オピニオン 2015年4月2日 (木)  井上清成(井上法律事務所、弁護士)

1.事故調のせいで社会問題に 群馬大学医学部附属病院の腹腔鏡手術に関するメディアスクラム(過熱報道)が止まらない。内部関係者からのリークが続いているためと推測されよう。しかし、メディアスクラムの根本的な原因は、紛れもなく、院内事故調査委員会による「群馬大学医学部附属病院腹腔鏡下肝切除術事故調査報告書」の「公表」にある(『死亡全8症例「過失あり」、群大最終報告』を参照)。 4月1日付け読売新聞でも「腹腔鏡報告書無断修正 群大病院外部委員の承認後」という大見出しで、社会面に大きく報道された。
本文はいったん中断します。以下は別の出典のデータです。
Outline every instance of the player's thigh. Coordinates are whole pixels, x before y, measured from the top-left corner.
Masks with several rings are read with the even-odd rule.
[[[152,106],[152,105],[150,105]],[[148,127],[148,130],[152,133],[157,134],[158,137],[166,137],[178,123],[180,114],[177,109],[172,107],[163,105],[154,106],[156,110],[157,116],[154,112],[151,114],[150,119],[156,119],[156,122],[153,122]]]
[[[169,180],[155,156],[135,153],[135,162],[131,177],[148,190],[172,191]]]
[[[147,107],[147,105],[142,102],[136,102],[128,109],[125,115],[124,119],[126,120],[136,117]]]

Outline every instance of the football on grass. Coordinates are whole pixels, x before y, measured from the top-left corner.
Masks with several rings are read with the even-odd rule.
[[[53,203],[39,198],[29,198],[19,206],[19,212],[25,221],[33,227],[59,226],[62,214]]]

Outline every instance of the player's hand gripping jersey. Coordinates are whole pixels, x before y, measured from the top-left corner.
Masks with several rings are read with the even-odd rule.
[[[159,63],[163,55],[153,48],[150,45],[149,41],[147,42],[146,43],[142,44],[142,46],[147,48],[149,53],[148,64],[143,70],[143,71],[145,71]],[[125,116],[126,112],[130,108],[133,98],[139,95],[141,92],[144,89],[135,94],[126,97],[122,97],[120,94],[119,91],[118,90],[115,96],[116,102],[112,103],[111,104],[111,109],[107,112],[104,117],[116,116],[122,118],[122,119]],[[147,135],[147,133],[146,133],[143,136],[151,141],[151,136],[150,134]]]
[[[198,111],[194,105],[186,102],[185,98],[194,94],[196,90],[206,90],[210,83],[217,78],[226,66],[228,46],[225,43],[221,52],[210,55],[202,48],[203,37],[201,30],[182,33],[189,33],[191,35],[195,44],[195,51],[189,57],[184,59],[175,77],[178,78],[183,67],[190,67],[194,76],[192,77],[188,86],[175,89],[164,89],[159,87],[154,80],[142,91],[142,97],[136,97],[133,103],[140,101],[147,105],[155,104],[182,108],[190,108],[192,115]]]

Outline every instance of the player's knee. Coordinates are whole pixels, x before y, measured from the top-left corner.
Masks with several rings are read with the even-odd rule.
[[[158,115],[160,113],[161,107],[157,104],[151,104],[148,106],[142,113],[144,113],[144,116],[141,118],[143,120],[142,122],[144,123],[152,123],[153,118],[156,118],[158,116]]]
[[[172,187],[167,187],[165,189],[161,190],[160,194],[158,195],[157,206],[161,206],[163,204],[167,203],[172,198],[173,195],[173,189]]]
今年2月に全委員が承認して最終的に完成したはずだった事故調査報告書に、3月3日に記者会見で公表した時には「過失があったと判断される」との一文が8例全部に対して書き加えられていた、という記事である。事の勢いとして、「再調査が必要だ」「改めて議論する必要がある」といった情緒的な意見が出ているらしい。 しかし、昨年末以来、そして、この1カ月近くは特に、群大病院はメディアや遺族側弁護士や文部科学省や厚生労働省に右へ左へと揺さぶられ続けてきた。このまま外部の言うなりになっていると、それこそ大切な病院機能が失われ、...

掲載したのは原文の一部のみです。